Your questions – Income tax: shares of a deregistered company cannot be cited as losses

By Chirag Nangia

I bought shares of a listed company in 2015, which was suspended in 2017. In 2018, I sold the shares of another listed company with a long-term gain. How can I adjust gains with losses. —M Amala

Under the Income Tax Act, a capital gain or loss arises when capital property is transferred. In addition to the actual transfer (sale) of an asset, the term “transfer” includes the extinction of rights in the asset. Since the shares were only written off and still exist, it cannot be said that they were extinguished or transferred and therefore there can be no capital gain or loss. Although the investment appears to be totally sunk and it is a real loss, you cannot claim this loss as the shares were neither extinguished nor transferred by you.

The loss can only be claimed when the company goes into liquidation or the shares are actually transferred by you to another person for less than the indexed cost of acquiring the shares. This long-term capital loss may also be offset by the long-term capital gains (LTCG), if any, of the relevant year. The gain on the sale of listed shares relating to the 2018-19 financial year should have been declared in the tax return for the 2019-20 financial year.

Companies like DHFL and Lakshmi Vilas Bank are no longer listed on the stock exchange as they are subject to insolvency law. How do you know which company has disappeared to claim short-term losses? —Ritesh Goyal

Lakshmi Vilas Bank (LVB) merged with DBS Bank India (DBIL). It has been established in various court precedents that shareholders’ rights to the shares of a merging company are extinguished as a result of the merger.
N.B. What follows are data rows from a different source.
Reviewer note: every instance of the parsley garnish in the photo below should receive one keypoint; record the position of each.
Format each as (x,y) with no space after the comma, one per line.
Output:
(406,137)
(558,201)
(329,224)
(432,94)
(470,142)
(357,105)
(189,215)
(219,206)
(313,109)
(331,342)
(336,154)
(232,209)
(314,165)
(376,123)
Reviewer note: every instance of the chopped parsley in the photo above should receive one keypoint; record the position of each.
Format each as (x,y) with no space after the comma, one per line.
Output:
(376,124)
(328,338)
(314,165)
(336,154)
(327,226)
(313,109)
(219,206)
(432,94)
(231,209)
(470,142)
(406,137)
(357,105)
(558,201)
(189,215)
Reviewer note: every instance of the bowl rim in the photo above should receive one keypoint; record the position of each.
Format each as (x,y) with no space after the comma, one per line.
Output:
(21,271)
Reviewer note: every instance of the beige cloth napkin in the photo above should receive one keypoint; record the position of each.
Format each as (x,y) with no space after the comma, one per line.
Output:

Following the merger plan, effective November 27, 2020, an extinction occurred in the shares of LVB. One can claim the loss for FY21 which can be carried forward if there are no corresponding capital gains to offset. As the shares were listed, they will be classified as long-term fixed assets if they have been held for more than 12 months. Long-term capital loss can only be compensated with LTCG. However, short-term capital losses can be offset by short-term and long-term capital gains. Depending on your holding period, you can compensate for losses.